When the indexer is finished, test that sphinx searching is actually working:

/usr/local/bin/search --config /usr/local/etc/sphinx.conf "search string"

You will see the result stats immediately (Sphinx is FAST.) Note that the article data you see at this point comes from the sql_query_info in sphinx.conf file. In the extension we can get to the actual article content because we have text old_id available as an extra attribute. It would be slow to fetch article content on the command line (we would have to join page, revision, and text tables,) so we just fetch page_title and page_namespace at this point.

Start Sphinx Daemon

In order to speed up the searching capability for the wiki, we must run the sphinx in daemon mode. Add the following to whatever server startup script you have access (i.e. /etc/rc.local):

/usr/local/bin/searchd --config /usr/local/etc/sphinx.conf &

Note: without the daemon running, searching will not work. That is why it is critical to make sure the daemon process is started every time the server is restarted.

Configure Incremental Updates

To keep the index for the search engine up to date, the indexer must be scheduled to run at a regular interval. On most UNIX systems edit your crontab file by running the command:

crontab -e

Add this line to set up a cron job for the full index - for example once every night:

0 3 * * * /usr/local/bin/indexer --quiet --config /usr/local/etc/sphinx.conf wiki_main --rotate >/dev/null 2>&1

Add this line to set up a more frequent cron to update the smaller index regularly:

0 9,15,21 * * * /usr/local/bin/indexer --quiet --config /usr/local/etc/sphinx.conf wiki_incremental --rotate >/dev/null 2>&1

As before, make sure to adjust the paths to suit your configuration. Note that --rotate option is needed if searchd deamon is already running, so that the indexer does not modify the index file while it is being used. It creates a new file and copies it over the existing one when it is done.

Extension Preparation - Sphinx PHP API

Create extensions/SphinxSearch directory and copy the Sphinx API file, sphinxapi.php there. This file is part of the sphinx download, under the api/ directory.

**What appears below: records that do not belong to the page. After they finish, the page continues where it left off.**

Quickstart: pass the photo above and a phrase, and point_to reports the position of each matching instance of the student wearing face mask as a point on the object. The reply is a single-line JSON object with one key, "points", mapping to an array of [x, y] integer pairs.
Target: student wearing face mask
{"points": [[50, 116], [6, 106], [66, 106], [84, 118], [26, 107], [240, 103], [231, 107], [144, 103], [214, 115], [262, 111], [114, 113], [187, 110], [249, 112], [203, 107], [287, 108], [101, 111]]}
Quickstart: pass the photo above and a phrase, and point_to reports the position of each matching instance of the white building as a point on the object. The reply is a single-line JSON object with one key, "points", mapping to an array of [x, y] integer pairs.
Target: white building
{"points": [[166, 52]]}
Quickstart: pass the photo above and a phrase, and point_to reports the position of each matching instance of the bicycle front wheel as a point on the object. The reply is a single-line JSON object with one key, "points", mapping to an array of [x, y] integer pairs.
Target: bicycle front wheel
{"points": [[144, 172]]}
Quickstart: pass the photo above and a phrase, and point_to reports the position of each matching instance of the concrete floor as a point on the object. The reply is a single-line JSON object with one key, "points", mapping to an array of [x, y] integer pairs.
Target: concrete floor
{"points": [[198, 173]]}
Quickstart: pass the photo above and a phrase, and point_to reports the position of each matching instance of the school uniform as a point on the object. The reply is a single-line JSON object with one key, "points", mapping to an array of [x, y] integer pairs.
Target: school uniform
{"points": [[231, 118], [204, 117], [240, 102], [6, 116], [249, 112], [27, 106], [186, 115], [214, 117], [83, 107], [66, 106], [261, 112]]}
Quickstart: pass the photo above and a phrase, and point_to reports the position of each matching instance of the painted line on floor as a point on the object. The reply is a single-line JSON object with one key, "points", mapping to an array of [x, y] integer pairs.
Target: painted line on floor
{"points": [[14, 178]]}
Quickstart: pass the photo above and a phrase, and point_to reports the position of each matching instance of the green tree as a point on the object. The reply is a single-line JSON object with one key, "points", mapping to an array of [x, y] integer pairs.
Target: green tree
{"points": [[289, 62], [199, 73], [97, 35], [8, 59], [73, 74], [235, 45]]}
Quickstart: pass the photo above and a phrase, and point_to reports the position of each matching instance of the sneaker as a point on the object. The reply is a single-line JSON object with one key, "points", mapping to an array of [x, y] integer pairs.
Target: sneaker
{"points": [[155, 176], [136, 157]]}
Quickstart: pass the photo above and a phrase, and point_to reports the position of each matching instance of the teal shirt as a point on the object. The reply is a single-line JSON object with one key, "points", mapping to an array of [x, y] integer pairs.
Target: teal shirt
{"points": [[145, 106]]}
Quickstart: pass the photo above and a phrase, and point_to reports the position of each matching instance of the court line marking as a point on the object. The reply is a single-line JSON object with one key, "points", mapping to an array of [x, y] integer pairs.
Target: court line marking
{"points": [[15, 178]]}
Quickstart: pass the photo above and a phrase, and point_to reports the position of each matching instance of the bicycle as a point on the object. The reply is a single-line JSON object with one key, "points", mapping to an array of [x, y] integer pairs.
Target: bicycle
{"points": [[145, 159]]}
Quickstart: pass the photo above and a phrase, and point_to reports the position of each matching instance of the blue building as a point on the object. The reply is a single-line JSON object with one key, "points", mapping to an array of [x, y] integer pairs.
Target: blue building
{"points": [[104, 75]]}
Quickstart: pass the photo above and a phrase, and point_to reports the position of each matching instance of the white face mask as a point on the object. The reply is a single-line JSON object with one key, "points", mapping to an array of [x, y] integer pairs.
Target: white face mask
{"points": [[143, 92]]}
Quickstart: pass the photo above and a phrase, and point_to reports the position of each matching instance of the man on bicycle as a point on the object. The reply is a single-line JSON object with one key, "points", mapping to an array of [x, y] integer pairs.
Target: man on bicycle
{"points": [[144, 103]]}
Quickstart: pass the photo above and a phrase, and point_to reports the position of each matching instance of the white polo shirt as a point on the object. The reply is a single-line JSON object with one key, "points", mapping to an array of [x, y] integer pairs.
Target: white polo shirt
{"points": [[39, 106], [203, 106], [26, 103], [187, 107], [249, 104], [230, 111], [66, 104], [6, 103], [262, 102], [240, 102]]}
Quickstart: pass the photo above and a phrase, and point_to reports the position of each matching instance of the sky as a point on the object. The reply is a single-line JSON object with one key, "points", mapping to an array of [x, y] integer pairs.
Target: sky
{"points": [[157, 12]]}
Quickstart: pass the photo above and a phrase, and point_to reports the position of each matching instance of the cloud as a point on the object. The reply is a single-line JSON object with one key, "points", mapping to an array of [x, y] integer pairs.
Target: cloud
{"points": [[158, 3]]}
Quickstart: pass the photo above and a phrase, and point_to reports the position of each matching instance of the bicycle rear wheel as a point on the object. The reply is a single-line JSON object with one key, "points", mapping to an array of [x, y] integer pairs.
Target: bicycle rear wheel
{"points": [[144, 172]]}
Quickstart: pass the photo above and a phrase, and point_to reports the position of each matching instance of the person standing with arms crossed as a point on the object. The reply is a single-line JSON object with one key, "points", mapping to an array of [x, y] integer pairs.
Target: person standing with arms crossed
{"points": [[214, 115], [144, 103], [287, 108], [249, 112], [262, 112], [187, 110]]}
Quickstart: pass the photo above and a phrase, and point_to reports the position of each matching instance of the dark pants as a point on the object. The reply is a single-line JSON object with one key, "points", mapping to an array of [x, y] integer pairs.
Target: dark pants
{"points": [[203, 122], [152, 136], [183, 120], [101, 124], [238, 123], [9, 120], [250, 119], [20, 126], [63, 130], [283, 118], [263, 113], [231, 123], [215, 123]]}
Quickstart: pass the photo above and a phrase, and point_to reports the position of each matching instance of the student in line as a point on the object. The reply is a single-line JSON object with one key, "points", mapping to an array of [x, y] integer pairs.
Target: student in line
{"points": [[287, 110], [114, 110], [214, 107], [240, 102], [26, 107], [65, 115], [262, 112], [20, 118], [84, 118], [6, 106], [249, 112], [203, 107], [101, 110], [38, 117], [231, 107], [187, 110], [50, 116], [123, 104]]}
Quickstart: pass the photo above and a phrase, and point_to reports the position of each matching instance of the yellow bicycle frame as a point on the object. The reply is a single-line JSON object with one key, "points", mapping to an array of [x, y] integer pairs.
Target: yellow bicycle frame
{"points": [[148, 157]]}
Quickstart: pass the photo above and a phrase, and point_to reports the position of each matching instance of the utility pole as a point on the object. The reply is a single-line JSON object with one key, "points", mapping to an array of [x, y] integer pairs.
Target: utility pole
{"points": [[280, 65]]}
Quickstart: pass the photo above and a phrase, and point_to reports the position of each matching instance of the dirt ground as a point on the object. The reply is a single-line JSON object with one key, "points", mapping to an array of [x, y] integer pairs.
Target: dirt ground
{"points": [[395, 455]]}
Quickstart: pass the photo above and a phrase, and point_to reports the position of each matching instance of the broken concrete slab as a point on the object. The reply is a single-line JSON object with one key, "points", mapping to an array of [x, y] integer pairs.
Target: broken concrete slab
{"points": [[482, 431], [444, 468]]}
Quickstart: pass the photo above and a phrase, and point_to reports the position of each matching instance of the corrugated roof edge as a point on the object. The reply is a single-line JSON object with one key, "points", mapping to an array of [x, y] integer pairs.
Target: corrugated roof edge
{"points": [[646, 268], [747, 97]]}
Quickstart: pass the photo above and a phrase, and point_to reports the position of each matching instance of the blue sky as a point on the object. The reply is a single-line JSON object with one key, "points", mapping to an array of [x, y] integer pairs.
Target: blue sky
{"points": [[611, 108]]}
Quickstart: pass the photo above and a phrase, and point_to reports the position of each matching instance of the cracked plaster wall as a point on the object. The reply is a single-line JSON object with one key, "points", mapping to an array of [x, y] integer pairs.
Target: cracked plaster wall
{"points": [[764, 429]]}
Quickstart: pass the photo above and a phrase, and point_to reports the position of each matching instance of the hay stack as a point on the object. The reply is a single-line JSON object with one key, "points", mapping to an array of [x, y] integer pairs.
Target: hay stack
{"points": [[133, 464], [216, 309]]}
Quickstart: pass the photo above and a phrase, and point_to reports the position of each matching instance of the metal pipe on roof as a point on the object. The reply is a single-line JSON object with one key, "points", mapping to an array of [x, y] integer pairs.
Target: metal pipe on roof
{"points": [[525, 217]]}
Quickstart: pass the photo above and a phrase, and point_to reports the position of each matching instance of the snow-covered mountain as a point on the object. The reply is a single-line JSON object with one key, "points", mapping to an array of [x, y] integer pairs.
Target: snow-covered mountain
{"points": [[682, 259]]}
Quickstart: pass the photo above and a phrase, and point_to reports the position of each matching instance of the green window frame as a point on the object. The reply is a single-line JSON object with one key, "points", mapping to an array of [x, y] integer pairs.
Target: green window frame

You will need to copy this file again each time you update the Sphinx engine.

Extension Installation - PHP Files

Copy all remaining files (SphinxSearch.php, SphinxSearch_body.php, etc.) from the temporary directory you extracted the code to in #Step 2 to your extensions/SphinxSearch directory.

Extension Installation - Local Settings

Add the following text to your LocalSettings.php

require_once( "$IP/extensions/SphinxSearch/SphinxSearch.php" );